Что я творю? Какая измена? Что я себе придумала?
Антон летал в командировку, а Стася возвращалась из путешествия.
Они могли столкнуться в аэропорту. Я же их еще не видела, они не рассказывали мне ничего. Возможно, сейчас
Так и сойти с ума недолго… Провалиться в воображаемый мир, где предают самые близкие.
– Сонь, – позвал меня муж, отвлекая от мыслей и вручая ребенка, – пойдем в комнату, покормишь. – Глянул на Стасю, стоящую в отдалении у журнального столика в окружении дивана и кресел, сморщил нос.
“Что такое?” – спросила я одними глазами.
“Да достала”, – показал своими муж, закатывая их к потолку.
И это тоже выглядело не наигранно, а абсолютно искренне.
И я вдруг усомнилась в том, что буквально назад протаранило мой мозг острием кинжала. Ведь мы друг друга с полувзгляда понимаем, с полуслова. Сколько раз Антон говорил, что Стася его раздражает. Что она капризная, пустоголовая малолетка, думающая только о развлечениях и шмотках. Живущая в соцсетях. Что она не подходит его брату. Что он не понимает мою маму, которая в ней души не чает и видит своей дочкой.
Он не считал ее семьей, он не считал ее достойной нашей семьи.
Он не был рад, когда она к нам приходила, а тем более жила с нами.
Так разве мог он лечь с ней постель? Соблазниться на что? На красивое тело? Забыть всю свою неприязнь. То, что она встречалась с его братом и тот ее еще любит. Предать меня и ребенка – ради чего?
– Стась, привет, – для приличия поздоровалась я с ней, – я скоро спущусь, просто ребенка надо покормить.
– Конечно, давайте, – улыбнулась она, и улыбка показалась искренней.
С моей души свалился камень, я враз забыла ту бурю, что разыгралась во мне буквально несколько минут назад.
Обернулась, чтобы еще раз улыбнуться Стасе на прощание.
И увидела, как она на меня смотрит.

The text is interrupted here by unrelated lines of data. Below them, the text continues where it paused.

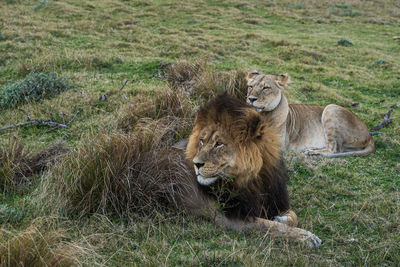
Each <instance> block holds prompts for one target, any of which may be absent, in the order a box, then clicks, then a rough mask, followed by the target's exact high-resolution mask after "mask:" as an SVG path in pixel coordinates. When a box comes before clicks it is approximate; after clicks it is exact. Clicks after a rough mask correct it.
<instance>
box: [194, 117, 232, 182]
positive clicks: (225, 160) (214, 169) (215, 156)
mask: <svg viewBox="0 0 400 267" xmlns="http://www.w3.org/2000/svg"><path fill="white" fill-rule="evenodd" d="M197 141H198V151H197V154H196V155H195V157H194V158H193V163H194V169H195V172H196V175H197V181H198V182H199V183H200V184H202V185H210V184H212V183H214V182H215V181H216V180H217V179H218V178H221V177H222V178H226V177H228V176H230V175H233V174H234V167H235V147H234V144H233V142H232V139H231V137H230V136H229V135H227V134H226V133H224V132H223V131H221V130H219V129H217V127H216V126H215V125H214V126H207V127H205V128H204V129H202V130H201V131H200V134H199V136H198V140H197Z"/></svg>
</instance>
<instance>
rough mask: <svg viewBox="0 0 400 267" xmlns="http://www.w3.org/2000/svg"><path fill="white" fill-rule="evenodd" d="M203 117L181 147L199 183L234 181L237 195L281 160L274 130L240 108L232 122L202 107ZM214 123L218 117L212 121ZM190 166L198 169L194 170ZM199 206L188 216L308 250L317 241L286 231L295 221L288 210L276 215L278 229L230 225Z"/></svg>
mask: <svg viewBox="0 0 400 267" xmlns="http://www.w3.org/2000/svg"><path fill="white" fill-rule="evenodd" d="M201 112H202V111H200V113H201ZM207 112H208V113H207V115H204V114H203V115H202V114H200V115H198V116H197V118H196V120H195V125H194V128H193V131H192V133H191V135H190V137H189V141H188V144H187V147H186V159H187V160H188V164H189V165H192V166H193V164H194V166H193V167H194V169H195V172H196V175H198V177H199V176H200V177H201V181H203V182H205V183H208V181H213V179H215V178H214V177H218V178H216V179H228V178H231V177H234V181H233V185H234V187H235V189H236V190H241V189H245V188H246V187H247V186H248V184H249V181H253V180H254V179H260V175H259V173H260V171H261V170H267V171H271V172H273V170H274V167H275V166H277V164H278V162H279V160H280V157H281V155H280V151H281V150H280V145H281V144H280V139H279V136H278V135H277V133H276V130H275V129H274V128H273V127H272V128H271V127H270V126H269V125H270V122H269V121H268V120H267V119H266V118H263V116H261V115H260V114H259V113H258V112H256V111H255V110H253V109H251V108H246V110H244V112H243V113H242V114H241V115H242V117H240V118H237V117H235V118H234V119H235V121H234V122H233V121H232V119H233V116H232V115H231V114H225V113H223V112H222V113H221V110H218V109H217V108H215V109H214V108H213V107H207ZM243 114H244V115H243ZM215 117H218V121H216V119H215ZM257 120H260V121H261V123H259V124H258V125H257V128H254V129H250V130H249V128H251V122H252V121H257ZM249 125H250V126H249ZM196 164H202V165H201V167H200V168H198V167H196ZM199 166H200V165H199ZM262 167H263V168H262ZM264 167H267V168H264ZM271 175H273V173H271ZM256 190H257V189H256ZM203 201H204V208H202V209H198V208H196V210H194V212H195V213H196V214H199V215H201V216H204V217H207V218H209V219H212V220H213V221H214V222H215V223H216V224H218V225H220V226H223V227H225V228H228V229H234V230H257V231H262V232H264V233H268V234H269V235H271V236H282V237H286V238H290V239H293V240H296V241H300V242H305V243H306V244H308V245H309V246H311V247H313V248H317V247H318V246H319V245H320V244H321V241H320V239H319V238H318V237H316V236H315V235H314V234H312V233H310V232H309V231H306V230H304V229H300V228H296V227H291V226H296V225H297V216H296V214H295V213H294V212H293V211H292V210H288V211H285V212H283V213H282V214H280V215H281V216H285V217H283V218H284V220H283V221H282V222H283V223H282V222H278V221H271V220H267V219H263V218H258V217H253V218H252V219H250V220H245V219H232V218H228V217H226V216H225V215H223V214H221V212H220V211H218V210H217V209H216V208H215V207H216V204H215V200H214V199H212V198H209V197H205V198H204V200H203ZM197 206H198V205H197ZM278 217H279V216H278Z"/></svg>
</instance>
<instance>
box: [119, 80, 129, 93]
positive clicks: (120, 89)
mask: <svg viewBox="0 0 400 267" xmlns="http://www.w3.org/2000/svg"><path fill="white" fill-rule="evenodd" d="M128 81H129V80H128V79H126V80H125V82H124V85H122V87H121V88H119V90H120V91H122V89H124V87H125V85H126V84H127V83H128Z"/></svg>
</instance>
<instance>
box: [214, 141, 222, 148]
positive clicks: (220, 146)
mask: <svg viewBox="0 0 400 267" xmlns="http://www.w3.org/2000/svg"><path fill="white" fill-rule="evenodd" d="M223 145H224V144H222V143H220V142H215V145H214V147H221V146H223Z"/></svg>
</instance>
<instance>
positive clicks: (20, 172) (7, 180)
mask: <svg viewBox="0 0 400 267" xmlns="http://www.w3.org/2000/svg"><path fill="white" fill-rule="evenodd" d="M29 155H30V152H29V151H28V150H27V148H26V147H25V144H24V142H23V141H22V140H21V139H20V138H18V137H17V136H11V135H10V136H9V139H8V145H6V146H2V147H0V191H14V190H15V189H17V188H18V187H19V186H20V185H21V184H22V183H23V181H24V175H23V174H24V170H26V169H28V165H27V162H26V159H27V158H28V157H29Z"/></svg>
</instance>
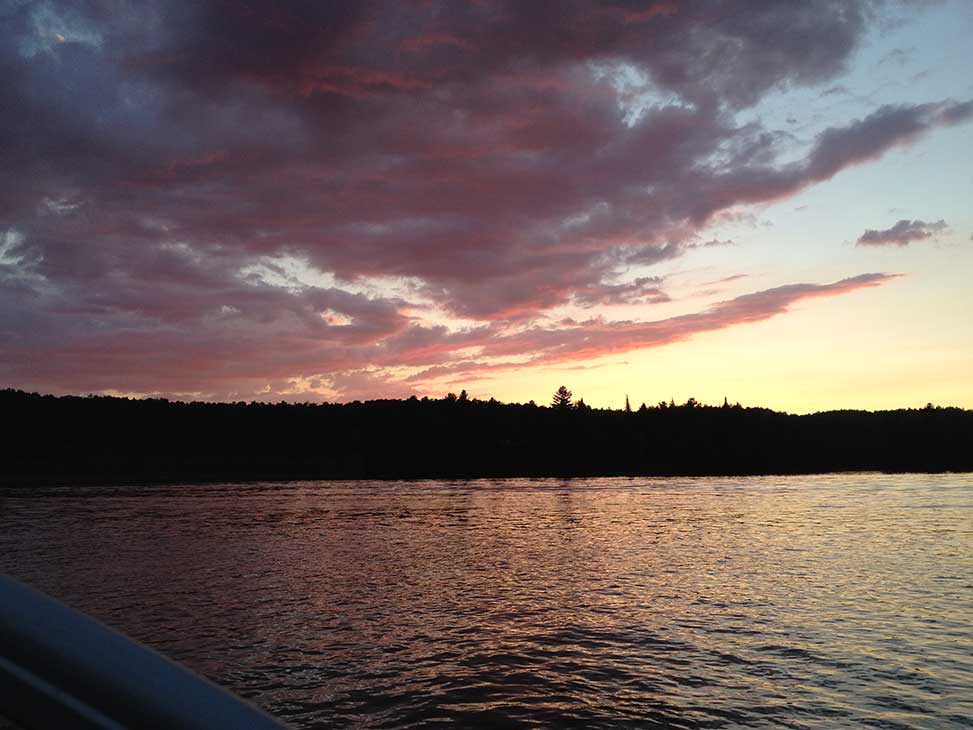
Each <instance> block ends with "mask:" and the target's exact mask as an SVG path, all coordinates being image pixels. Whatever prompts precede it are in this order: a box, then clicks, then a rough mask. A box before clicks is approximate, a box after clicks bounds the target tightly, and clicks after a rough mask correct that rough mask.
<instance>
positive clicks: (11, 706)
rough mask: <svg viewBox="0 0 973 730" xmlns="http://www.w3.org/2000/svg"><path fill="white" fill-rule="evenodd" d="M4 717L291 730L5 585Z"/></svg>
mask: <svg viewBox="0 0 973 730" xmlns="http://www.w3.org/2000/svg"><path fill="white" fill-rule="evenodd" d="M0 715H5V716H7V717H9V718H11V719H13V720H16V721H17V722H18V723H20V724H22V725H24V726H25V727H29V728H39V729H41V730H43V729H45V728H51V729H52V730H53V729H54V728H79V729H83V730H124V729H125V728H160V730H161V729H162V728H176V727H178V728H184V729H185V730H193V729H195V728H198V729H199V730H204V729H205V730H220V728H226V730H230V729H231V728H234V729H235V728H253V729H254V730H282V729H283V728H284V727H285V726H284V725H282V724H281V723H278V722H277V721H276V720H274V719H273V718H271V717H270V716H269V715H266V714H264V713H263V712H261V711H260V710H258V709H256V708H255V707H253V706H251V705H249V704H246V703H244V702H243V701H241V700H238V699H237V698H236V697H234V696H233V695H231V694H230V693H229V692H227V691H225V690H223V689H221V688H219V687H217V686H216V685H214V684H212V683H210V682H207V681H206V680H204V679H201V678H200V677H198V676H196V675H195V674H193V673H191V672H190V671H188V670H186V669H183V668H182V667H180V666H179V665H177V664H174V663H172V662H170V661H169V660H168V659H166V658H165V657H163V656H162V655H160V654H156V653H155V652H154V651H152V650H151V649H147V648H145V647H144V646H142V645H140V644H136V643H135V642H133V641H131V640H130V639H127V638H125V637H124V636H122V635H121V634H118V633H116V632H114V631H112V630H111V629H108V628H106V627H105V626H102V625H101V624H99V623H98V622H96V621H94V620H92V619H90V618H88V617H87V616H85V615H84V614H81V613H78V612H77V611H74V610H72V609H70V608H68V607H66V606H64V605H63V604H61V603H58V602H57V601H55V600H53V599H51V598H48V597H47V596H45V595H44V594H42V593H38V592H37V591H34V590H32V589H30V588H28V587H27V586H25V585H23V584H22V583H18V582H17V581H15V580H12V579H10V578H6V577H4V576H0Z"/></svg>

На нас с Антоном.
Ее глаза не врали. Прищуренные, злые, змеиные.
Не удалось ей скрыть ни ненависть, ни зависть, ни злость, что Антон обнял нас с малышом, будто оберегая от всего мира. Пряча от нее и ставя границу между нами – и ею.
И холод пробрался внутрь так глубоко, что укоренился, схоронился, и я знала, что не смогу от него избавиться, пока не развею свои подозрения.
***
– Ну как вы тут? Растет наш мужичок? – пробасил приехавший нас навестить папа, принимая из рук мамы кряхтящего Димочку. Рассмотрел его со всех сторон, оценивая. – Не пойму, на кого похож. Он изменился с прошлого раза. Кажется, на меня, – сказал уверенно, без тени малейшего сомнения.
Папа такой папа.
Мы с Антоном переглянулись и понимающе хмыкнули. Конечно, как же иначе? Мой авторитарный папа уверен, что внук перенял исключительно его черты и характер. Сейчас начнет говорить о том, что Димочка продолжит династию преподавателей. Так же было и со мной. На самом деле я с десяти лет ходила в танцевальную студию и мечтала в юности стать хореографом.